Other students see the time as a way to pay back their parents in whatever way they see fit. “The errands help, try to help out your parents,” Felix urges other students who are waiting for graduation. “It doesn’t matter if they have a business or if they’re working; if you can do something for them, just do something for them.” Unfortunately, like any other activity, money is part of the issue, which must be why Carms and Aldwin are actively seeking part-time work. “Going out takes a toll on the wallet so I’m starting to look for internships and part-time jobs since I’m not ready for a final job yet,” Carms light-heartedly says.
Beyond the march
After all is said and done, after all the graduation photos have been posted on social media, the dreaded ‘real world’ looms over graduates from all walks of life. Carms probes us, saying, “What now? Everything from now on depends on you. It’s daunting.”
While waiting for his diploma, Felix shares how old doubts may have resurfaced in anticipation of the future. “I guess that [there was an] identity crisis [when] entering college, what course to take, diba,” he shares. “At the end of the day, you realize na you’re the captain of your fate eh. Your parents are still gonna be there for you, but they’re just gonna be there for you if you make a mistake… You have so much time to think about [the future], pero, at the end of the day, you still don’t know.”
Aldwin tries to see things in a more positive light, saying, “I know that I am doing my best every day to achieve my goals.” Of course, after all the work put out during college, it’s not uncommon to feel the need to pressure one’s self, especially with the workforce coming up. Carms says, “I guess the pressure mainly comes from myself, and not wanting to become stagnant. As much as possible, I want to get as much experience out there.”
Wen Wen (IV, ENT), on the other hand, can’t help but let out a sigh of relief, although he is still a bit worried because, like his peers, “[I] still don’t know what I plan to do next.”
Miss the most
It’s normal to feel ill about college, to feel as if the hardest courses and projects are the pinnacle of one’s capacity. It’s funny, then, to realize that, after a year, the “hardest challenges” all seem so petty and small. When asked what he’ll miss most about DLSU, Felix shares, “Madami, actually. I’m gonna miss everything.”

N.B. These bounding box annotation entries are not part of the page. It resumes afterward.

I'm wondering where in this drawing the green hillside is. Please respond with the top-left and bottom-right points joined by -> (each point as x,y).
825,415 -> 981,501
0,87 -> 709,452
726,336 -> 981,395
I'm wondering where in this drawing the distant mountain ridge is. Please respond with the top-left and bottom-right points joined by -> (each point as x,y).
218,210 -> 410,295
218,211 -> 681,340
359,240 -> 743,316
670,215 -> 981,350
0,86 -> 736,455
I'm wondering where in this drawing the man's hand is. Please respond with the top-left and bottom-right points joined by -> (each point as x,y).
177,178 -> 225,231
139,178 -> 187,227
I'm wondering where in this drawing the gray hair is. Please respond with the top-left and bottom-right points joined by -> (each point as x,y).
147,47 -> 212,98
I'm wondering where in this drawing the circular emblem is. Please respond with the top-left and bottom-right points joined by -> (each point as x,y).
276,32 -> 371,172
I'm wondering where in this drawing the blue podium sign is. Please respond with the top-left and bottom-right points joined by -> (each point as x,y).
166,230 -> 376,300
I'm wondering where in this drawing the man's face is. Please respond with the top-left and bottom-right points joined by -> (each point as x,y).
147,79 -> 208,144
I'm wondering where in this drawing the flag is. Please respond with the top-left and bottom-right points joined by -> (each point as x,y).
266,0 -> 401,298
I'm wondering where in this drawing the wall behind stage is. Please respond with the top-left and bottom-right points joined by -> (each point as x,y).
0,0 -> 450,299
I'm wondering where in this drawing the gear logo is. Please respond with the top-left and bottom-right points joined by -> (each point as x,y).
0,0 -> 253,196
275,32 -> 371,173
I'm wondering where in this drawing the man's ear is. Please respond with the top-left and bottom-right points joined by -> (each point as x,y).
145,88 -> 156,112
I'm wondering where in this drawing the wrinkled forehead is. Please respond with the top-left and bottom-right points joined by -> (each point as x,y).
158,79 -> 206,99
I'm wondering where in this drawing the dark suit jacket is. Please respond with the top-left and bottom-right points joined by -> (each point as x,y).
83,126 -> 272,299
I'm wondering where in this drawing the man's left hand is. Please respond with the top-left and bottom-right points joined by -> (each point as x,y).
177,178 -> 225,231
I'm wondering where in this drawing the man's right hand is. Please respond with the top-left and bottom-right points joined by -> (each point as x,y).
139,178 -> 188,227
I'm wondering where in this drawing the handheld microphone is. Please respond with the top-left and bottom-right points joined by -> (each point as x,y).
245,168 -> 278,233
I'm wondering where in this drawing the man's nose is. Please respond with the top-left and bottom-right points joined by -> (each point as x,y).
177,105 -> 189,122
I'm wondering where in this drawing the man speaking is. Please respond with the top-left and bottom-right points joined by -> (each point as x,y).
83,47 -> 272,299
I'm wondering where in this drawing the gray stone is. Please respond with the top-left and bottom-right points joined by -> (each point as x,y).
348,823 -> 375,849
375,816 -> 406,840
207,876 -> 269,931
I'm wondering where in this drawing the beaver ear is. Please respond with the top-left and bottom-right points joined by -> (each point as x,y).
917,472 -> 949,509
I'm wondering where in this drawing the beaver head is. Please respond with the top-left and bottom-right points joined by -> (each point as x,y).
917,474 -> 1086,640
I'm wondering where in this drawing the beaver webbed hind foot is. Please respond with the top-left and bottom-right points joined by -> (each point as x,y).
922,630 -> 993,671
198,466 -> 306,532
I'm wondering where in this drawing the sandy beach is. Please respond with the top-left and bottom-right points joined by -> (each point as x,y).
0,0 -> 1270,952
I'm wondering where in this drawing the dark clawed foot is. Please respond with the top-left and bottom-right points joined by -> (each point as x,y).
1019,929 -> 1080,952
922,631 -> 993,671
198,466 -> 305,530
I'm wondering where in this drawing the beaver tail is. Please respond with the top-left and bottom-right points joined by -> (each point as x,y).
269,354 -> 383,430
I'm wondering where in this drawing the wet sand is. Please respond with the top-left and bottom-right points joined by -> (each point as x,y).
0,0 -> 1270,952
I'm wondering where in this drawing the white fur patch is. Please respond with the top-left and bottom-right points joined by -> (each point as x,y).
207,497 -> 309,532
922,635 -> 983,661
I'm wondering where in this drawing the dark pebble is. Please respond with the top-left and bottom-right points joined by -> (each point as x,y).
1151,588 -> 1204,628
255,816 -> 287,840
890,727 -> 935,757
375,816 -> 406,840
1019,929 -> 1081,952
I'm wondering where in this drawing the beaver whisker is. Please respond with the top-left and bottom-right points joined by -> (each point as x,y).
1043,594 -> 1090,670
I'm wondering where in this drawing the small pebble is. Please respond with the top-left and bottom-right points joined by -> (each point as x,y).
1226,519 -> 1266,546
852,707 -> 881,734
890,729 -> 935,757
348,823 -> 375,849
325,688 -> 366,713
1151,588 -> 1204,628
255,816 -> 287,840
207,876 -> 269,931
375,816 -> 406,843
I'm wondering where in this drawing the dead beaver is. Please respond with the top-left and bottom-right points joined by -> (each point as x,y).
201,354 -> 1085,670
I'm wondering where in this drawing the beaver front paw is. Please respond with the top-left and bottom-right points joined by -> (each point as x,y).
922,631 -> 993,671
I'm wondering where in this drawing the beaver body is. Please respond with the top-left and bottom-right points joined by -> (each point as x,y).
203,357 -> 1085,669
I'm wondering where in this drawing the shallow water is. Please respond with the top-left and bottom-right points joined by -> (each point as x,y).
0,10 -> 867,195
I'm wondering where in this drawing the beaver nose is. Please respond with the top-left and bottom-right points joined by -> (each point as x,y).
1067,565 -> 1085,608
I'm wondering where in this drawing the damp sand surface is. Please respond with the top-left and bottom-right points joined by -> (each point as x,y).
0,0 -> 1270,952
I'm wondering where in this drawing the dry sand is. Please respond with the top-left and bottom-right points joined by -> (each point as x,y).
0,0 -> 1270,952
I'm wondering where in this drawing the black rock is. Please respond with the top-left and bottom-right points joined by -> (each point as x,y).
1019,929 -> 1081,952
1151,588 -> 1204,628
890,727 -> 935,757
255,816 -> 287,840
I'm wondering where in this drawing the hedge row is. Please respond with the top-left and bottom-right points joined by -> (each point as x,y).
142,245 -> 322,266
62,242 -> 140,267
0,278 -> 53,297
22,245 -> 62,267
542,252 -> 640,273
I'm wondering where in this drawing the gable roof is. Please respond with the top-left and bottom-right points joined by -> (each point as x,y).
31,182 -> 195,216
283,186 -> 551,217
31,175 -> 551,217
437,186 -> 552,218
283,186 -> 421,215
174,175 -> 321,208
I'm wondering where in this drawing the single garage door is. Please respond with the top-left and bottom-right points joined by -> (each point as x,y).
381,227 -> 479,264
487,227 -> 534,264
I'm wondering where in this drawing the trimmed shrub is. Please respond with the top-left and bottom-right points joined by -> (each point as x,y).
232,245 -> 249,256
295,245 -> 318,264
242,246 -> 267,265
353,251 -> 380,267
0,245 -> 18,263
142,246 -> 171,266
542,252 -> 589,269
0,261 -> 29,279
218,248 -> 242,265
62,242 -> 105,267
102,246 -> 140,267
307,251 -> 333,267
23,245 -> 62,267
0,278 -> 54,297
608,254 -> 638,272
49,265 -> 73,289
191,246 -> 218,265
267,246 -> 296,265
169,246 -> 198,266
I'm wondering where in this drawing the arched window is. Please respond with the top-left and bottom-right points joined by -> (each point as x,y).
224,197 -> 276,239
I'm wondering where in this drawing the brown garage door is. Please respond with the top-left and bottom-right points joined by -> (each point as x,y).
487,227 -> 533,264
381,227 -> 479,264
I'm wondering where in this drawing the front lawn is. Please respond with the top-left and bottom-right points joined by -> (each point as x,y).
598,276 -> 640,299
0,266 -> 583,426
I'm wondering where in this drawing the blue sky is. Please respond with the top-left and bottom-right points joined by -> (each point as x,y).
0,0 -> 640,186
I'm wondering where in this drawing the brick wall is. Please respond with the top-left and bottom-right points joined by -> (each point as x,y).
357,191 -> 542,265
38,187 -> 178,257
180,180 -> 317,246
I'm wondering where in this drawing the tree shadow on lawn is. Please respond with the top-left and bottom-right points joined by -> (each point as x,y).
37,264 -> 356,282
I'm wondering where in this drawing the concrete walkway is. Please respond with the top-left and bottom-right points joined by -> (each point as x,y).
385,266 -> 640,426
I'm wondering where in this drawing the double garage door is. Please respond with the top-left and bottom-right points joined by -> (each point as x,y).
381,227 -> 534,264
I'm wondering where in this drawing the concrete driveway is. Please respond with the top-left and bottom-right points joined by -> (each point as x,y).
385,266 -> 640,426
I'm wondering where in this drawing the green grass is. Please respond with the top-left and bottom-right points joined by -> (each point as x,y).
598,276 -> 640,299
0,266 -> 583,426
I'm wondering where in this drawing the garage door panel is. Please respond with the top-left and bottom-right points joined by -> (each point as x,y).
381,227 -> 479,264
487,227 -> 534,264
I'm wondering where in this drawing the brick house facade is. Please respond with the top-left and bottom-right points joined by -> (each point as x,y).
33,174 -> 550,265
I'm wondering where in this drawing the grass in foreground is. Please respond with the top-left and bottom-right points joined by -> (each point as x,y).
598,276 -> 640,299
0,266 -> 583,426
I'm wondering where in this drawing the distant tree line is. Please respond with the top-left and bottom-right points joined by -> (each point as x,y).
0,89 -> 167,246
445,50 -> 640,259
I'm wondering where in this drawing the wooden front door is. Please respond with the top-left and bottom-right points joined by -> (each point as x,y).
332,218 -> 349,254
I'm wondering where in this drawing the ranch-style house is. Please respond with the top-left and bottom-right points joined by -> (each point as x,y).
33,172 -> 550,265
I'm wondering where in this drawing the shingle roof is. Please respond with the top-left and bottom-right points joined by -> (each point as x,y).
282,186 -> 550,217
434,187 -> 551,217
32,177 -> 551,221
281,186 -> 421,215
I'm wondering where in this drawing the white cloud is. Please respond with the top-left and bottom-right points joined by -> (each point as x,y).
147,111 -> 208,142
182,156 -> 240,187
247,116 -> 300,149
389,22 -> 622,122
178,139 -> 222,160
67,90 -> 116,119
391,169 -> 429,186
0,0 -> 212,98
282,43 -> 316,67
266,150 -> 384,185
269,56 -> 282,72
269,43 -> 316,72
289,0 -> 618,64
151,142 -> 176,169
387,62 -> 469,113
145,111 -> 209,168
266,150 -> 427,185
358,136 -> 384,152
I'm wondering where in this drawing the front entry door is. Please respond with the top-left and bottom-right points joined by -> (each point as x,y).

Meanwhile, Carms confesses that college has been good to her and that, “There’s a part of me that’s scared and sad to let it go.” However, while it’s often said that college makes up the best years of your life, she believes that, “It’s important not to mark [any] one phase of your life as the ‘best years of your life’.”
For others, it seems the most difficult part is having to let go of the feeling of being a student. “I will miss the whole environment,” shares Michelle, “and the sort of fewer responsibilities as a dependent child.” The same goes for Wen Wen. “[The thing I’ll miss the most is] the feeling of being a student and not yet being in the ‘real world’.”
Nearing the end of the line, graduating students can almost see the real world unfolding before their eyes. “An ending can be an opportunity for a new, more promising beginning,” Carms closes her correspondence with the writers. Like they say, the journey is more important than the ending. Exhaling, though, is just as important as chewing the scenery and getting the feel of everything all at once.
As you slowly breathe out all the air you’ve been keeping in for so long, you can’t help but think of all the good things that have happened in the past. You remember your friends, your professors, and all the new learnings you stumbled upon throughout your journey. That’s all in the past now, but you can’t help but smile as you finally make that well-deserved exhale, and take in that breath of new, fresh air.